Sunday, June 25, 2006
A Turning Point
I think, at times, as to what can bring in a change in oneself. I thought for sometime and eventually concluded that its an event with some magnanimity, that touches, modifies and reverberates in you till death. The impact that would last a life time.
I was hoping that it would happen to me someday.
It happened on may 28th, 2006, when I was shown the doorway to hell for a solid 20 odd minutes.
To be brief, I fell into the ganges while rafting, the whole raft toppled and whilst some got in, i wasn't the lucky one, i had to struggle for 20 odd mins without a raft, downstream and with a lifejacket, absolutely no swimming and the ironnic 'hope' that I wouldn't die. After a gruelling 20 mins i found myself on the raft again with my childhood friend easwar in it, smiling at me, to tacitly mean "yes, you are lucky to be alive".
The things that you think of, when you are damn sure you are going to die, is very wierd. My immidiete thoughts weren't hovering over my family or my friends. Nor did i think of uttering 'vande mataram' with the truest patriotism. I was thinking of as to how to stay afloat in the moving water, how to avoid the rocks if i were to hit one and how to motivate myself to keep me fighting if I get hit by a rock underneath the vehement rapid. Once you think of all those things, you just reassess your state, just to lie to yourself that you still stand a chance.. your subconscious and conscience becomes a single entity at such a crisis.. and i eventually "understood" that those were my last moments..
There were some funny thoughts as well..
the one i remember clearly is this "Fuck, I haven't had sex, Damn I'm going to die a virgin".
Once these thoughts flashed past my overburdened mind, the panic level which was always increasing with time, seemed to hit a new high. The reason being me seeing a rapid straight up.. it was a small one though.. give me a break.. for an amateur adventurer who swims like a 58 kilo rock, needs the slightest of the issues to get panicked... as the panic permeates through my body, i was in the rapid, drinking the holiest water a Hindu can drink(H20 from Ganges) at a rate, which would make any camel proud.

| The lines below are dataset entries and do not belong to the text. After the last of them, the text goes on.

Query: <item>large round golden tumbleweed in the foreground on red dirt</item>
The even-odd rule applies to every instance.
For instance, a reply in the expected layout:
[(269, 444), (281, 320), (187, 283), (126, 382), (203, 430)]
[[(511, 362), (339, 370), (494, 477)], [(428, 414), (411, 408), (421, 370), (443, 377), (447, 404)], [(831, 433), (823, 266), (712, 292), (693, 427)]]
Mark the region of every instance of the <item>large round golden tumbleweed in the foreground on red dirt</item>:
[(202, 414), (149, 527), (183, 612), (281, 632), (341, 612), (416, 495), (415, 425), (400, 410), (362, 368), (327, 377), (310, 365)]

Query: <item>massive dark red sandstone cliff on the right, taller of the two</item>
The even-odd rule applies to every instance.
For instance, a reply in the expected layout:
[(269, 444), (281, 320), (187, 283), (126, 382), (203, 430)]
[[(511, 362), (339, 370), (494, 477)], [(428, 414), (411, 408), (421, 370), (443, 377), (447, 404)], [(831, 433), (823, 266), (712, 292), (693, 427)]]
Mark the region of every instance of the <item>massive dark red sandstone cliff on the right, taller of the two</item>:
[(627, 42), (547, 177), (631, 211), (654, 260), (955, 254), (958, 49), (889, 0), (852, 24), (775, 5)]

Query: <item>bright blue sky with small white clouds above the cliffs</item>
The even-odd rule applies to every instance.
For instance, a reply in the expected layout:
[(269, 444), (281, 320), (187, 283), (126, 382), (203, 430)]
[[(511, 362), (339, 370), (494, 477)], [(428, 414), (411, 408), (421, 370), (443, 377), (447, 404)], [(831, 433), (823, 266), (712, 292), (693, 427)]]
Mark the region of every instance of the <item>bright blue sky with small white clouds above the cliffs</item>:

Then came the second small rapid, not that I was feeling comfortable after the first one. The same old "water water everywhere and I need to drink the all of it" poem kept ringing in my head. I felt nausea for the first time. I told myself "Oh My god, now you wanna puke.. no way!! you dont have it in you to push out all that you ate"
and as I had lot of things to worry about like for instance 'my life', I was able to distract myself from vommiting.

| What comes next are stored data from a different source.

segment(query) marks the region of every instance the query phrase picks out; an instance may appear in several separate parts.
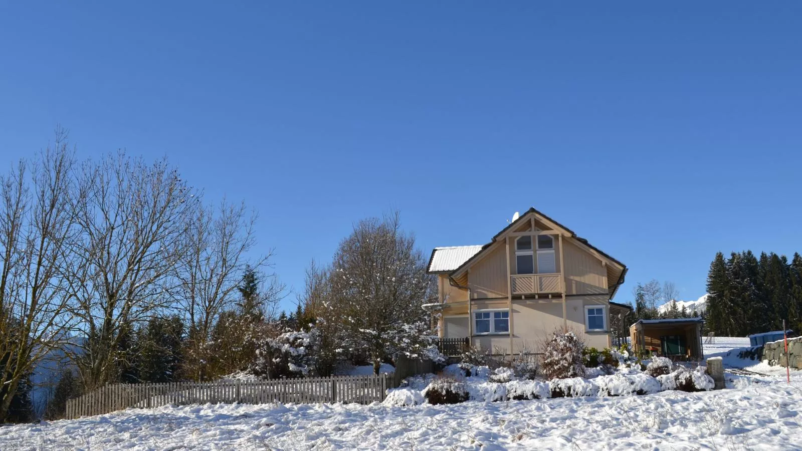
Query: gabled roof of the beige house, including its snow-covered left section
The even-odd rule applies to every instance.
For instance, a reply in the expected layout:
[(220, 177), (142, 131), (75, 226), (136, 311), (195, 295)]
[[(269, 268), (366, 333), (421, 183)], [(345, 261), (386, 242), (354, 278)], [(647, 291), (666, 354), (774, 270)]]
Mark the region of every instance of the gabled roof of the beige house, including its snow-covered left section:
[[(528, 209), (525, 213), (521, 214), (515, 221), (512, 221), (506, 227), (504, 227), (504, 229), (500, 230), (499, 233), (497, 233), (496, 235), (493, 236), (492, 241), (489, 242), (488, 244), (486, 244), (484, 246), (457, 246), (456, 248), (459, 248), (459, 247), (477, 248), (478, 247), (479, 250), (476, 250), (475, 253), (473, 253), (471, 255), (468, 255), (467, 258), (465, 258), (460, 264), (458, 264), (453, 269), (440, 269), (440, 270), (433, 270), (432, 269), (432, 263), (434, 262), (435, 254), (437, 254), (437, 252), (439, 250), (456, 249), (456, 248), (435, 248), (435, 250), (433, 250), (431, 252), (431, 259), (429, 261), (429, 270), (428, 270), (428, 272), (430, 272), (430, 273), (450, 273), (454, 277), (458, 276), (460, 273), (464, 273), (464, 270), (466, 270), (469, 266), (471, 266), (473, 264), (473, 262), (476, 262), (477, 260), (482, 258), (485, 254), (487, 254), (489, 248), (491, 248), (493, 246), (493, 244), (495, 244), (497, 242), (501, 242), (501, 240), (499, 238), (502, 235), (504, 235), (505, 232), (508, 232), (509, 230), (514, 230), (514, 228), (516, 226), (522, 225), (522, 224), (525, 223), (525, 221), (528, 221), (529, 217), (530, 217), (530, 214), (535, 214), (535, 215), (541, 217), (542, 219), (544, 219), (545, 221), (551, 222), (553, 224), (553, 228), (554, 229), (559, 230), (561, 232), (561, 234), (564, 234), (566, 237), (573, 238), (573, 240), (576, 240), (576, 242), (579, 244), (579, 246), (586, 246), (587, 249), (592, 250), (591, 252), (596, 252), (598, 255), (601, 255), (603, 257), (602, 261), (604, 259), (606, 259), (606, 260), (609, 260), (610, 262), (612, 262), (614, 264), (614, 266), (620, 266), (620, 268), (615, 268), (614, 266), (610, 266), (610, 265), (607, 266), (608, 278), (611, 277), (613, 280), (615, 280), (615, 282), (612, 284), (612, 286), (610, 286), (610, 299), (613, 299), (613, 297), (615, 296), (616, 292), (618, 291), (618, 287), (621, 286), (622, 283), (624, 282), (624, 278), (626, 277), (626, 272), (629, 270), (629, 268), (627, 268), (626, 265), (623, 264), (622, 262), (619, 262), (617, 259), (615, 259), (612, 256), (610, 256), (610, 254), (606, 254), (606, 252), (603, 252), (602, 250), (598, 249), (596, 246), (591, 245), (588, 242), (588, 240), (586, 240), (585, 238), (578, 237), (577, 234), (573, 232), (573, 230), (570, 230), (568, 227), (565, 227), (565, 225), (562, 225), (559, 222), (554, 221), (551, 217), (546, 216), (544, 213), (538, 211), (534, 207)], [(458, 261), (459, 261), (458, 258), (454, 258), (452, 260), (452, 263), (453, 262), (458, 262)], [(451, 266), (453, 266), (453, 265), (442, 265), (442, 266), (437, 265), (435, 267), (437, 267), (437, 268), (448, 268), (448, 267), (451, 267)]]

Now there were few other things that were happening like one of the guys who was struggling like me without the raft, who also, sort of, followed the same course along the river, now changed his course due to his swimming capabilities and was heading to a raft that was almost still. One other similar dude, was already on another raft. "I'm the only one" isn't always a very happy thought. While I was watching these happen, the whole scene was viewed by hundreds of people, who were
walking past the "Ramjhula" or the "Laxmanjhula"(these are the long narrow suspension bridges that stretched across the ganges. Now I was on my way to making the headline on a local daily. I would have been the talk of the town, in a manner I would rather be not talked about.
The water was slowing down, not a rapid until the visible bend. These good signs was accompanied by a bad event. I was going down. I tried tightening my life guard. I shouted "I'm going down.. Help" and before i realised what was happening, my head was totally submerged in the still water. My hands were above the water level though. I was waving it, and FYI dumb charades doesn't help you in anyway in such a situation.
I was heading to a raft which was carrying 2 of my friends. I was hearing "do not panic... " and a gesture which was supposed to mean 'lift yourself up', initially made me feel "hang yourself.. kill yourself". All this done with a babylike smile on his face. Just giving me the last dose of temper. And my childhood friend was wearing a scott cooling glass, and wearing no emotion on his face, like he always does. All this was just before I sank.
When I was viewing the murky ganges from inside it, I was upright and I hoped i would soon reach some land from below and would kick myslef out to the surface. I was shaking my leg in a useless pattern, it made no difference. I was still, very gradually going down. Then the body came up with a great idea. Put its all the stored energy into use and save me. It pushed out the lunch i had devoured, a quarter ago, into the ganges, along with the ganges I had taken in. I was, to my relief, moving against gravity and hit the surface. Air that i had been breathing all my life, seemed like the elusive nobel prize that a physicist hopes to get. Soon after this, I was even more rigourous in making SOS calls out to the rafts. Like they say, a person goes down and comes back up 3 times, before he forever goes down. I had 2 more lifelines, but absolutely no energy to fight back in any manner. Then i found myself moving toward a rock, hit it with my feet, hugged it and climbed on to it. I held the rope thrown from the raft, pulled it closer to me, until it hit the rock i was sitting on and somehow climbed into it. Then, told myself, "lucky to be alive".